Hatch v. Palmer

58 Me. 271 | Me. | 1870

Appleton, C. J.

This is a writ of dower. Demand is admitted to have been duly made.

Davis Hatch, the husband of the demandant, mortgaged the premises, in which dower is claimed, to one Donnell. Hatch subsequently assigned all his property for the benefit of his creditors. His assignees sold the equity of redemption to the tenants for $1167, and in them deed made the conveyance “ subject to a mortgage to the late William Donnell, of mortgage and interest this day due, of $8188, to be provided for by the purchasers.”

The tenants, by accepting the deed with this clause, were to pay the Donnell mortgage. Braman v. Dowse, 12 Cush. 227. In pursuance of their agreement they paid the mortgage, took an assignment of the same, and now claim to hold it as against the widow’s right of dower in the estate.

A widow is entitled to dower in a right in equity against all but the mortgagees, and those claiming under them, but if the administrator redeem, with the assets of the estate, she is let in to dower without contribution. Rossiter v. Cossit, 15 N. H. 38. One possessed of an equity of redemption conveyed the premises in fee, the grantee agreeing to pay to the mortgagee the amount due on the mortgage and the balance to the grantor, which was done. The wife of the grantor was held entitled to dower. Bolton v. Ballard, 13 Mass. 226. In McCabe v. Swap, 14 Allen, 188, it was held that if a deed of land contained an express stipulation that the grantee shall pay off an existing mortgage upon the land, as a part of the consideration of the deed, and save the grantor harmless therefrom, a payment of that amount and an assignment of the mortgage to him will operate as extinguishment of it, and the widow of the mortgager, though she may have released her right of dower in the premises to the mortgagee, will, upon such extinguishment of the mortgage, be entitled to dower in the estate. In this case, the mortgage debt was left in the tenant’s hands with which to pay the mortgage, which they were to do. Having done it in pursuance of this agreement, they are not to hold the mortgage as a subsisting incumbrance, for the payment was made with the funds of the *273‘mortgager. Where a mortgage debt is paid by one wlio is bound by contract to pay it, and be pays it and takes an assignment, the assignment will be held to be a discharge, though an assignment in form.
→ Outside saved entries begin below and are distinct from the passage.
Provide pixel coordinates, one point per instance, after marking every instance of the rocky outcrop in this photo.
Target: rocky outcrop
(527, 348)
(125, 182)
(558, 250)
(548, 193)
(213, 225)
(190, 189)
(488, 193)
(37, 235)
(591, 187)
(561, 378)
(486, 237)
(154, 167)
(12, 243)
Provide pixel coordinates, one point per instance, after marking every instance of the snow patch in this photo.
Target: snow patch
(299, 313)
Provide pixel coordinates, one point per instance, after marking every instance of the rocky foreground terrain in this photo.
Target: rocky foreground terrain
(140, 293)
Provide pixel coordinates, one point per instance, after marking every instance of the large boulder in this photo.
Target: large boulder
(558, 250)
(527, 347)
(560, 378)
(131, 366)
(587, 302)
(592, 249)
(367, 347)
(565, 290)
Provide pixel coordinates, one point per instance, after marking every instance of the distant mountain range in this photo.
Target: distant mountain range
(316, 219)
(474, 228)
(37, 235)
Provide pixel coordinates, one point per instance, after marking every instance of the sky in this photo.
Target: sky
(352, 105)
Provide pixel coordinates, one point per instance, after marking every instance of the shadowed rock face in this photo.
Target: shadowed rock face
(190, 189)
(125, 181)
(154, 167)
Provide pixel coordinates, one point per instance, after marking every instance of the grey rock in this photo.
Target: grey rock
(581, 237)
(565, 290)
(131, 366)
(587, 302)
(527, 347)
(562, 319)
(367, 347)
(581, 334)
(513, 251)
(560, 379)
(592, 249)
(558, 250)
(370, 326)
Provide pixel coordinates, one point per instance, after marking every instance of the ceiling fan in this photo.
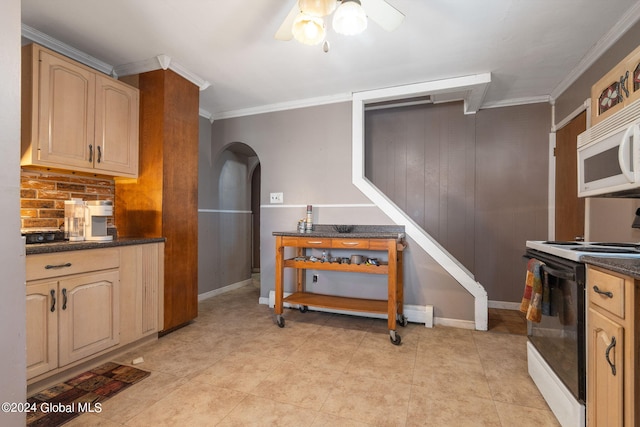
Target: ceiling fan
(306, 22)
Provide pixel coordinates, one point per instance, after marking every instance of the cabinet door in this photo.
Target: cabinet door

The tenants paid $4850 for the estate conveyed to them. The amount of $3183 was reserved in their hands to pay the mortgage. Had this been made by Hatch in his lifetime, there would have been no question as to the discharge of the mortgage. But it makes no difference whether paid by him or his administrator or assignee, with the assets of the estate, the defendants having accepted a deed of the interest of Hatch, upon the condition or implied promise that they would provide for the mortgage.

Judgment for demandant.

Cutting, Kent, Dickerson, Barrows,.and Tapley, JJ., concurred.